The NCAA today announced that the men’s and women’s basketball tournaments were canceled over coronavirus concerns, as well as all remaining winter and spring NCAA championships. That would include the men’s baseball championship tournament, capped by the College World Series at TD Ameritrade Park in Omaha. The College World Series has been played in Omaha since 1950, and it’s a serious economic blow to have the event canceled. From the Omaha World-Herald:
[Omaha Mayor Jean Stothert] said the loss of this year’s event is a “severe blow” to Omaha’s economy, as past studies have put its economic impact on the city at about $70 million. But public health and public safety are the most important things, she said.
The people of CWS Inc., a non-profit organization that supports the event, were floored when the NCAA’s announcement was made Thursday afternoon.
“We’re very disappointed, but we’re supportive of the NCAA’s decision,” said Kathryn Morrissey, executive director of CWS Inc. “It was decided on the health and safety of student-athletes and fans, and we’re supportive of that.”

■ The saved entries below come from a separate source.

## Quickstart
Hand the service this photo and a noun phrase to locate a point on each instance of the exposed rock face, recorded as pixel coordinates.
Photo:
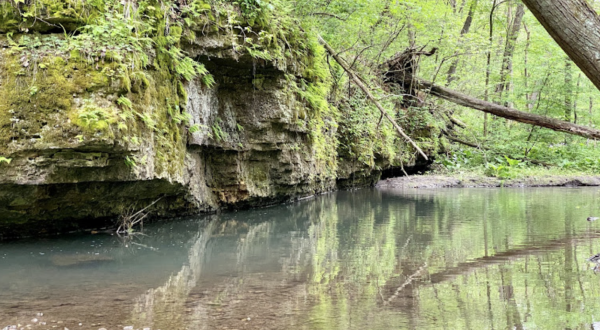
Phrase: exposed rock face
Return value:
(77, 154)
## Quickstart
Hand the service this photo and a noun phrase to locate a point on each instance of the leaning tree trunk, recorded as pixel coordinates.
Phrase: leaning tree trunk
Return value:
(505, 112)
(576, 28)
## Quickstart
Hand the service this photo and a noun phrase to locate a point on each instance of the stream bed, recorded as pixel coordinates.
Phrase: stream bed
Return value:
(473, 258)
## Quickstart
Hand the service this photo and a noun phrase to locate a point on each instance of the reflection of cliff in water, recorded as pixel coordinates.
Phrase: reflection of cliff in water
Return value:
(370, 259)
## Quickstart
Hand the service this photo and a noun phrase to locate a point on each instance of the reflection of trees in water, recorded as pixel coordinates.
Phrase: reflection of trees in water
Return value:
(164, 307)
(351, 264)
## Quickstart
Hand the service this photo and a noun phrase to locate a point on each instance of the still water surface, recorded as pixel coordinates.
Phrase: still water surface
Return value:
(369, 259)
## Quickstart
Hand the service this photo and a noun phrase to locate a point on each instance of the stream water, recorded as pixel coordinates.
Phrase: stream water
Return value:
(368, 259)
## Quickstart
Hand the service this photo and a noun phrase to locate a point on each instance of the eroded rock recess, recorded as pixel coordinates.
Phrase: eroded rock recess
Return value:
(86, 132)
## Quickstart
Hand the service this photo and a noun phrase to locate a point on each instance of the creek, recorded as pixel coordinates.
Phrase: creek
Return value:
(368, 259)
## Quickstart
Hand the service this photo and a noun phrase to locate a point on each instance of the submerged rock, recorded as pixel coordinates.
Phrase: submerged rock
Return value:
(66, 260)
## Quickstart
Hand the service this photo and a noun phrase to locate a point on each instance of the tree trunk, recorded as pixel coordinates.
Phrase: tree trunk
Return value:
(576, 28)
(509, 49)
(465, 29)
(505, 112)
(568, 91)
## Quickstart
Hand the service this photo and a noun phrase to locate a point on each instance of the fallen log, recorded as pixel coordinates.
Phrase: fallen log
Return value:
(505, 112)
(364, 88)
(472, 145)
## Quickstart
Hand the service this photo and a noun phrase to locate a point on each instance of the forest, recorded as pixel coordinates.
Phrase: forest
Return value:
(491, 51)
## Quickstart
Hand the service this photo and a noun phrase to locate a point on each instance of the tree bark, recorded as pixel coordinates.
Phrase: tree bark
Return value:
(568, 91)
(364, 88)
(465, 29)
(575, 26)
(506, 112)
(509, 49)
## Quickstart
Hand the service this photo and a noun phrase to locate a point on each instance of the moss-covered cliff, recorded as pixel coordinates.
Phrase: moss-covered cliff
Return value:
(109, 105)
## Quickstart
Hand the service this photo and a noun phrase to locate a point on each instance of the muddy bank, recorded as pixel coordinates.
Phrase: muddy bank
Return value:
(475, 181)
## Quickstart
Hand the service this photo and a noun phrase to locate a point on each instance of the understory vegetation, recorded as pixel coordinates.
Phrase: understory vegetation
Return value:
(495, 51)
(492, 50)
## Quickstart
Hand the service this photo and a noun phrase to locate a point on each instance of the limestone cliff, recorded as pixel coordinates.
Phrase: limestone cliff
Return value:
(97, 122)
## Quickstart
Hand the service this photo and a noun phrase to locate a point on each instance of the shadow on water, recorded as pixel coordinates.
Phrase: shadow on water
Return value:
(369, 259)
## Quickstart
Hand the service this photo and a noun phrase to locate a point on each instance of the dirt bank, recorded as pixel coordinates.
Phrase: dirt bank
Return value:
(471, 180)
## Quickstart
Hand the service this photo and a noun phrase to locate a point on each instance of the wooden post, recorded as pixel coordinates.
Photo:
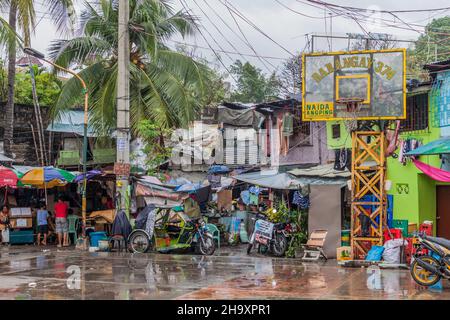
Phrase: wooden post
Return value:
(368, 179)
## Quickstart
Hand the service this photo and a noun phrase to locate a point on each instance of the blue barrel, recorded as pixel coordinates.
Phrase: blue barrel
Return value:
(96, 237)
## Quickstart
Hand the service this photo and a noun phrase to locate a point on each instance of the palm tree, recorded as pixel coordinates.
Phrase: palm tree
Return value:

The NCAA statement announcing the cancellation was short and sweet:
Today, NCAA President Mark Emmert and the Board of Governors canceled the Division I men’s and women’s 2020 basketball tournaments, as well as all remaining winter and spring NCAA championships. This decision is based on the evolving COVID-19 public health threat, our ability to ensure the events do not contribute to spread of the pandemic, and the impracticality of hosting such events at any time during this academic year given ongoing decisions by other entities.
However, in a challenging twist to an amazing situation, the NCAA did not cancel the regular season for college baseball, with conferences planning out their own path. Given that there’s no NCAA championship at the end of the rainbow, some conferences are opting to suspend play for now, while others are totally scrapping spring sports. The Big Ten, for example, canceled all spring sports:
The Big Ten Conference announced today that in addition to the Men’s Basketball Tournament it will be canceling all conference and non-conference competitions through the end of the academic year, including spring sports that compete beyond the academic year, and participation in all NCAA tournaments and competitions. In addition, the Conference has announced a moratorium on all on- and off-campus recruiting activities for the foreseeable future.
The Big Ten Conference will use this time to work with the appropriate medical experts and institutional leadership to determine next steps for moving forward in regard to the COVID-19 pandemic.
The Conference USA and Mountain West Conference, among others, also canceled their 2020 baseball seasons.
Other major conferences, including the SEC and the ACC, announced a suspension of play. For the SEC, it means a suspension of regular season competition for teams in all sports on SEC campuses, as well SEC championship events, until March 30. The Pac-12, meanwhile, announced a cancellation of play indefinitely, while the Big 12 suspended all regular-season competitions, on- and off-campus recruiting, and out-of-season practices until Sunday, March 29.
There are a slew of questions that need to be addressed, and we’re guessing the many conferences suspending play are waiting to hear the answers from the NCAA before deciding to move ahead with the season. For instance: how will canceled seasons affect player eligibility? In the Big Ten, for example, teams were in the nonconference portion of the schedule, and you could see seniors end their eligibility without a final year of conference play. (The questions over eligibility extends to the summer-collegiate realm.) Similarly, how will this affect scholarships in coming years? There are a whole raft of issues to be addressed in coming weeks.